Why Is it Called a Hamburger If There’s No Ham?

The hamburger has traveled around the world to get to where it is today with a namesake to remind us of the hamburger's humble origins.

Where’s the beef?

You’ve seen hamburgers all around the world at a variety of restaurants with different toppings. But have you ever wondered why a hamburger is called a hamburger if there’s no ham in it? It turns out, there’s historical significance to this name. For more interesting origin stories, here’s the surprising birthplace of 20 favorite foods and drinks.

All roads lead to Rome

Leave it to the Romans to develop concepts that will be used thousands of years later. Along with the idea of bound books, roads, and newspapers, the Romans in the 1st century AD may have contributed to the first concept of something that may have looked like a hamburger with flavors including ground or minced meat with pepper, wine flavorings, and pine nuts.
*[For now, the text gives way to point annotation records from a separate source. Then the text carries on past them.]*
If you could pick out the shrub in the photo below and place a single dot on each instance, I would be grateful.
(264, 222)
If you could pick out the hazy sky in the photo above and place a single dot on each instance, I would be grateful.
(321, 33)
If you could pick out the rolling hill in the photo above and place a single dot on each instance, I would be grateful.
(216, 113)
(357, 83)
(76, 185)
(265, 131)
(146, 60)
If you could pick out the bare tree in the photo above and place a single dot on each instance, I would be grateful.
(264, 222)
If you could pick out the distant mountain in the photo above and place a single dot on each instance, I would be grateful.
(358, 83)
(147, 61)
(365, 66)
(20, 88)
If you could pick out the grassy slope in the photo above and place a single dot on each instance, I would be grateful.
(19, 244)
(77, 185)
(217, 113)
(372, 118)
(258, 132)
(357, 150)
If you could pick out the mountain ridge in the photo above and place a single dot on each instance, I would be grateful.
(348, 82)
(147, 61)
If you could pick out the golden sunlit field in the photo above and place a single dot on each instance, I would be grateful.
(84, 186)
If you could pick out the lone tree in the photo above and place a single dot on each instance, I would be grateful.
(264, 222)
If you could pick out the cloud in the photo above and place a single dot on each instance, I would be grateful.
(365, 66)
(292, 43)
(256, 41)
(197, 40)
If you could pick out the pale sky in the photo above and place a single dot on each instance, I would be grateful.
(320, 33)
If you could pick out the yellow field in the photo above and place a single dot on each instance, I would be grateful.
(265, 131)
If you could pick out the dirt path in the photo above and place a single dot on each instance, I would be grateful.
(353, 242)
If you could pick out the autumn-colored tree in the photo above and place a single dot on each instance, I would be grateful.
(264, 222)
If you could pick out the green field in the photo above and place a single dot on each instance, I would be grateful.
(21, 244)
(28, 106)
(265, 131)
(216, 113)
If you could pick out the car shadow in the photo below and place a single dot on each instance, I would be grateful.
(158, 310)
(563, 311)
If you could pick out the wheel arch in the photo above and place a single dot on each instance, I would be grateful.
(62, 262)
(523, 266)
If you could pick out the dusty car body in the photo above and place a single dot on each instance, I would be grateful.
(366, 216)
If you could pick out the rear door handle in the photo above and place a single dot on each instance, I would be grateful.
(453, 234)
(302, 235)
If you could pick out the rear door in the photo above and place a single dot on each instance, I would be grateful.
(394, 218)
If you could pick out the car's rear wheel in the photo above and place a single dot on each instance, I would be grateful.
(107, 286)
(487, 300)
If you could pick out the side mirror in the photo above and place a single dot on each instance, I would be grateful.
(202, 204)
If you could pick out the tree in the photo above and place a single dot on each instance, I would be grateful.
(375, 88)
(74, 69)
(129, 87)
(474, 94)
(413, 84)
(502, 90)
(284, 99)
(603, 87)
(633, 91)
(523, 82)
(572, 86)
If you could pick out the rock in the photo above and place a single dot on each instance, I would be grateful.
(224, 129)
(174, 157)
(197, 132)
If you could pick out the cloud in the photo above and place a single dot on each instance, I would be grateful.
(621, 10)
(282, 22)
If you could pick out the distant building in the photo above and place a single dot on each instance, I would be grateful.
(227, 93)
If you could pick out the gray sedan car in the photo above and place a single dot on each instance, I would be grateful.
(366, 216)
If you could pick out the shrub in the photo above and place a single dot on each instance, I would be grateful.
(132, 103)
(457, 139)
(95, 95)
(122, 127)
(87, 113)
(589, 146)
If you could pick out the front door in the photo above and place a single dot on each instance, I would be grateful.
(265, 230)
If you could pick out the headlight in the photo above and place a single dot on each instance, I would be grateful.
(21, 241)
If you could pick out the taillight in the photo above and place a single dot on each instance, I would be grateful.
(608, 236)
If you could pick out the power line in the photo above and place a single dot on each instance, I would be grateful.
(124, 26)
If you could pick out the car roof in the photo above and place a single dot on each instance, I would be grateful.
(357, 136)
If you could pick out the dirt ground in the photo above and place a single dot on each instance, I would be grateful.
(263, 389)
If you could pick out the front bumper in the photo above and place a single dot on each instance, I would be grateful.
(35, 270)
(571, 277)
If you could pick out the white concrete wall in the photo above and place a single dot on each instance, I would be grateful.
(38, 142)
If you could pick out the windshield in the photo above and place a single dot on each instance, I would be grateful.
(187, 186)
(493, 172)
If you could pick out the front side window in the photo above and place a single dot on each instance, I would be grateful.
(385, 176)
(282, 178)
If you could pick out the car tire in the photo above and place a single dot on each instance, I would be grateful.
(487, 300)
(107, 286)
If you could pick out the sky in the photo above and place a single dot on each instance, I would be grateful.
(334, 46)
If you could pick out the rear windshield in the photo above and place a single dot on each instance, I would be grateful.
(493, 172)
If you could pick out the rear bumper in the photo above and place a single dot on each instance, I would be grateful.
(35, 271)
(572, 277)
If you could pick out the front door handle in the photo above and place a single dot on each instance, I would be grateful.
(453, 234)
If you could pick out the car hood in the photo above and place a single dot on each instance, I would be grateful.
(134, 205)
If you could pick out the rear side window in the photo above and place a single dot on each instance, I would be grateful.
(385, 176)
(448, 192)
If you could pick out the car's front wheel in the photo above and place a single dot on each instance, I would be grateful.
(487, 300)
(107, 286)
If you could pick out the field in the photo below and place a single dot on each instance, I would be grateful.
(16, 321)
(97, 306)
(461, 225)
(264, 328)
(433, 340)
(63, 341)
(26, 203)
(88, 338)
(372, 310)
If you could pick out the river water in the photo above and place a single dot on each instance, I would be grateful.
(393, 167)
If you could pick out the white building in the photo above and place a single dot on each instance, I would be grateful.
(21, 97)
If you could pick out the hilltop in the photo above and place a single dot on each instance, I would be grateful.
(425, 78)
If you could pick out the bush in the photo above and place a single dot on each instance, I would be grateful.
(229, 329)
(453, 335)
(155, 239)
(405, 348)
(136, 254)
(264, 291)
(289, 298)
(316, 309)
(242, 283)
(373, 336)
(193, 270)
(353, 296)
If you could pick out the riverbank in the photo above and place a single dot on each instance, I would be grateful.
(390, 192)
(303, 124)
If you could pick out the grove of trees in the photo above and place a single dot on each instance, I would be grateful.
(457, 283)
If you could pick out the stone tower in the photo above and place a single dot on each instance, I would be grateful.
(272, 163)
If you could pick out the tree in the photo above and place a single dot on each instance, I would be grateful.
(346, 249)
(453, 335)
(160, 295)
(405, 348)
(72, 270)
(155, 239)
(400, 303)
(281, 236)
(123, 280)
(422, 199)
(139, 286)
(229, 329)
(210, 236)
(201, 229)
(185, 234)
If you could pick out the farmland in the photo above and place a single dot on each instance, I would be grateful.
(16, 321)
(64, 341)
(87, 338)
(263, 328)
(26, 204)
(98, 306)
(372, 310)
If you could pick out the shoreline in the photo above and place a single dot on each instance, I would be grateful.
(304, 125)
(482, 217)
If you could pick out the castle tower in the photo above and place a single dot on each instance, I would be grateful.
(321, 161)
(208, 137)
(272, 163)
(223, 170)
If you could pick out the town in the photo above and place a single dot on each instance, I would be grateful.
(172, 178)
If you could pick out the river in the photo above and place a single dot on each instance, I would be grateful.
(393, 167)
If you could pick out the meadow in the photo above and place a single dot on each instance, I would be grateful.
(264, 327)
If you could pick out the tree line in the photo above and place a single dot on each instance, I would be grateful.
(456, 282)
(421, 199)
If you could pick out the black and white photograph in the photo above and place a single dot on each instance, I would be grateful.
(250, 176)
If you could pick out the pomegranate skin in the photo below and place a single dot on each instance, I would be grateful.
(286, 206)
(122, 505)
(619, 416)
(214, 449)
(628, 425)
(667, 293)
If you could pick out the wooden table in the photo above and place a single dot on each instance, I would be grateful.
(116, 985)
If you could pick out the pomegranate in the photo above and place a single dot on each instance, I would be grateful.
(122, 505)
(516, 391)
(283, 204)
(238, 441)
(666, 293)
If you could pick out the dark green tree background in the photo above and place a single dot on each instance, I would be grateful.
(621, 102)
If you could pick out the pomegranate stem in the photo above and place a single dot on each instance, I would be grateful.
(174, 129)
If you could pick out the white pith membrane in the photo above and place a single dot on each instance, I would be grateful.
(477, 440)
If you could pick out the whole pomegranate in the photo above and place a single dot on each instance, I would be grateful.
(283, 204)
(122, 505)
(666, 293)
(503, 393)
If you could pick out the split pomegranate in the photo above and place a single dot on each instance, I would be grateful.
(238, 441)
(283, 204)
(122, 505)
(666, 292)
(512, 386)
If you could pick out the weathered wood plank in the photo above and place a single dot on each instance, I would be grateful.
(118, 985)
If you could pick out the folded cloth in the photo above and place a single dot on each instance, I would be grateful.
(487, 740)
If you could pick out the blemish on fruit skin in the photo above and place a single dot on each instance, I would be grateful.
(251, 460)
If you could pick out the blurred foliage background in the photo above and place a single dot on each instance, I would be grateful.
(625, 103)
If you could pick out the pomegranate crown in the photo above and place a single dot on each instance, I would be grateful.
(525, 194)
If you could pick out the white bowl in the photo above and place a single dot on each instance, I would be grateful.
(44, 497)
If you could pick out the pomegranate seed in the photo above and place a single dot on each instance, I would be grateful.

Did you know ancient Romans also contributed to why we say the “dog days of summer”?

The burger journey

The idea of a burger doesn’t stay in Rome for long. In the 13th century, Mongol horsemen rode across Asia while stashing raw meat beneath their saddles. This placement pounded the meat, tenderizing it and making it suitable enough to consume raw. Hundreds of years later in 1747, Hannah Glasse’s English cookbook The Art of Cookery Made Plain and Easy included a recipe of smoked sausage of minced beef seasoned with suet, nutmeg, garlic, and other ingredients that came to be known as “Hamburg” sausage. In 1802, more than 50 years later, the Oxford English Dictionary includes the “Hamburg” steak in its publication and defines it as a “hard slab of salted, minced beef, often slightly smoked, mixed with onions and bread crumbs.” The “Hamburg” steak was considered to be high-quality, gourmet, and expensive. But what’s the significance of calling it “Hamburg”? For more German traditions, here’s the reason why Oktoberfest starts in September.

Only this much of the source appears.